User Tools

Site Tools


enforcing_memory_allocation

This is an old revision of the document!


Enforcing Memory Allocation

On the old cluster memory was not treated as a SLURM “consumable resource”. A job could use as much memory as it wanted, and this occasionally led to nodes being run out of memory.

On the new cluster, memory is a SLURM consumable resource. That means that you should be careful to specify how much memory your job needs. By default your job will be allocated 8GB per core that it has requested. By default 1 core is allocated, in which case 8GB of memory would be allocated to your job. If your job attempts to use more than its memory allocation it will be killed by the operating system.

You can change the amount of memory your job is allocated using either the “–mem” option, or the “–mem-per-cpu” option on sbatch.

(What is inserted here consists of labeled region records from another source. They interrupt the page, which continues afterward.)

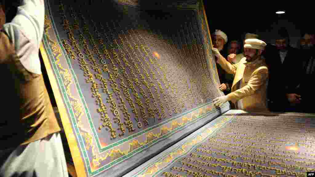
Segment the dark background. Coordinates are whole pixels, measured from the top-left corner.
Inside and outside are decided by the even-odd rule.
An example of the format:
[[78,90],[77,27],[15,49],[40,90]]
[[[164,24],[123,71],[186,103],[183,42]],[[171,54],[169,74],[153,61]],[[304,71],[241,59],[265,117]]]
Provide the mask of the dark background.
[[[284,27],[290,36],[290,45],[297,47],[301,33],[306,31],[314,31],[315,9],[312,8],[314,6],[302,4],[301,1],[295,2],[295,4],[290,5],[287,2],[275,4],[279,3],[278,1],[257,1],[251,4],[247,1],[238,3],[209,0],[203,2],[210,32],[220,30],[227,35],[229,41],[243,40],[244,34],[250,32],[259,35],[261,39],[273,44],[278,29]],[[276,14],[279,10],[286,13]]]

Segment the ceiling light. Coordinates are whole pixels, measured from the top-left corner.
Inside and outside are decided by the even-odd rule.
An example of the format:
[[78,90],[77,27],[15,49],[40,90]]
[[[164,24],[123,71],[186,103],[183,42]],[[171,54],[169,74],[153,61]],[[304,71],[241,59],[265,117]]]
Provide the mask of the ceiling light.
[[277,14],[283,14],[285,13],[284,10],[278,10],[276,12],[276,13]]

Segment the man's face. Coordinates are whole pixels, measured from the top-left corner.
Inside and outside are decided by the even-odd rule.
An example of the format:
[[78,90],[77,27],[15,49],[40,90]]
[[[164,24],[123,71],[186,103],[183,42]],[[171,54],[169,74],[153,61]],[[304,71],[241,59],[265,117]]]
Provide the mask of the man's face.
[[220,36],[214,35],[214,47],[216,48],[219,51],[221,51],[223,49],[224,45],[224,39]]
[[285,39],[277,39],[276,40],[276,47],[280,51],[284,51],[287,49],[288,44],[287,40]]
[[2,6],[0,5],[0,29],[2,29],[2,26],[5,23],[5,14],[2,8]]
[[229,54],[237,54],[239,49],[239,46],[238,43],[231,43],[230,49],[229,49]]
[[254,49],[245,48],[244,49],[244,54],[246,57],[246,61],[251,62],[255,60],[259,56],[259,50]]
[[303,49],[308,49],[315,43],[313,35],[306,34],[301,40],[301,46]]

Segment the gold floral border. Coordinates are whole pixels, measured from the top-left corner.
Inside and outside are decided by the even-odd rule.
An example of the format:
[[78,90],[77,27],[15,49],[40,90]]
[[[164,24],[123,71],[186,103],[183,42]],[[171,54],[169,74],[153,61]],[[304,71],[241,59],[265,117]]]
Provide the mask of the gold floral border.
[[[154,140],[158,138],[161,136],[166,134],[169,132],[171,131],[175,128],[187,124],[189,122],[192,122],[196,118],[198,118],[200,116],[202,116],[206,113],[211,111],[215,109],[213,105],[209,104],[198,109],[194,110],[166,124],[161,127],[158,127],[151,131],[142,135],[141,136],[145,136],[145,139],[140,138],[140,139],[144,139],[142,142],[140,142],[139,140],[135,138],[130,140],[122,143],[119,145],[113,148],[111,150],[107,151],[107,152],[105,154],[97,154],[95,158],[93,159],[92,164],[94,166],[93,167],[93,171],[96,170],[96,169],[100,164],[100,162],[105,160],[107,158],[111,158],[111,161],[115,160],[121,157],[127,155],[128,153],[142,146],[146,145],[152,142]],[[170,127],[170,128],[168,127]],[[155,130],[159,130],[159,133],[155,134],[153,132]],[[139,139],[139,138],[138,138]],[[127,150],[122,150],[123,147],[128,147],[129,148]]]
[[174,161],[176,158],[189,151],[191,148],[193,147],[192,147],[193,146],[204,140],[216,130],[221,128],[226,123],[233,118],[233,117],[232,116],[224,117],[217,118],[221,118],[221,120],[214,125],[210,126],[210,127],[207,128],[201,134],[197,135],[195,138],[185,143],[180,148],[177,149],[172,152],[169,152],[165,155],[161,160],[158,160],[151,165],[149,165],[148,166],[149,166],[146,167],[146,168],[147,168],[147,169],[141,173],[143,174],[139,175],[138,176],[146,177],[152,176],[153,174],[157,172],[160,169],[166,167],[170,162]]
[[[169,126],[170,125],[170,128],[168,127],[167,125],[164,125],[162,128],[160,127],[156,128],[160,129],[160,133],[159,133],[154,134],[153,133],[154,131],[153,130],[146,133],[146,134],[145,135],[146,138],[142,142],[140,142],[138,140],[135,139],[131,140],[117,146],[115,148],[102,152],[101,153],[101,154],[99,154],[98,151],[96,150],[96,147],[92,143],[92,141],[95,140],[94,140],[94,138],[92,138],[93,136],[88,132],[86,131],[82,131],[84,130],[82,128],[83,127],[81,124],[81,118],[84,112],[83,111],[83,106],[81,103],[79,102],[78,99],[72,96],[71,93],[70,88],[70,85],[73,83],[73,78],[69,71],[63,68],[60,63],[60,60],[59,58],[62,55],[61,49],[56,42],[51,40],[50,38],[49,34],[48,34],[48,30],[53,31],[53,30],[51,28],[51,22],[47,15],[45,16],[45,35],[47,37],[49,44],[52,50],[53,54],[56,59],[55,62],[55,63],[59,68],[60,73],[63,77],[64,81],[65,81],[64,82],[65,86],[66,87],[66,92],[67,94],[69,97],[74,100],[71,101],[71,104],[72,107],[74,108],[73,109],[75,111],[74,114],[76,118],[76,120],[78,127],[81,128],[80,129],[81,130],[80,131],[80,134],[85,140],[86,144],[85,147],[88,150],[90,148],[92,150],[94,158],[92,159],[92,163],[90,163],[89,165],[93,165],[93,167],[92,167],[92,165],[90,167],[93,170],[92,170],[92,172],[94,171],[97,169],[96,168],[98,168],[101,161],[106,159],[109,157],[110,157],[111,158],[112,160],[111,161],[114,160],[122,156],[130,153],[135,149],[150,143],[153,140],[158,138],[177,127],[183,126],[188,122],[193,121],[195,118],[202,114],[213,109],[214,108],[213,107],[213,106],[209,104],[206,105],[198,109],[193,111],[182,117],[180,117],[176,120],[169,123],[167,124],[168,124]],[[78,147],[79,146],[78,146],[78,145],[76,141],[75,136],[75,135],[73,134],[72,132],[71,124],[70,123],[70,119],[66,113],[65,105],[64,104],[62,101],[63,100],[61,99],[61,95],[59,92],[56,78],[54,78],[54,76],[50,66],[47,53],[42,43],[40,49],[43,55],[44,65],[48,73],[50,82],[52,87],[53,88],[54,95],[57,101],[57,106],[60,110],[62,122],[65,130],[69,147],[70,147],[71,152],[75,165],[76,168],[78,170],[77,171],[79,171],[80,174],[86,174],[85,171],[85,168],[84,168],[83,158],[82,158],[80,155]],[[222,107],[224,106],[222,106]],[[124,146],[129,147],[129,148],[127,150],[122,150],[122,148]],[[102,155],[104,154],[105,155]],[[89,165],[86,164],[87,165]]]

If you have previously run jobs on the old cluster, you can find out how much memory they used using the sacct command. You can either find the job id of a completed job on the old cluster (perhaps from the slurm-NNNNN.out file name) and then run a command like this:

sacct -j NNNNN -o elapsed,MaxRSS

Or you can use your user name and the job name (which defaults to the name of the script you submitted) and get a list of all jobs with the same name as follows. This particular command looks for jobs starting from Jan 1st 2020 (the default start time is the most recent midnight, so you likely will want to specify this option).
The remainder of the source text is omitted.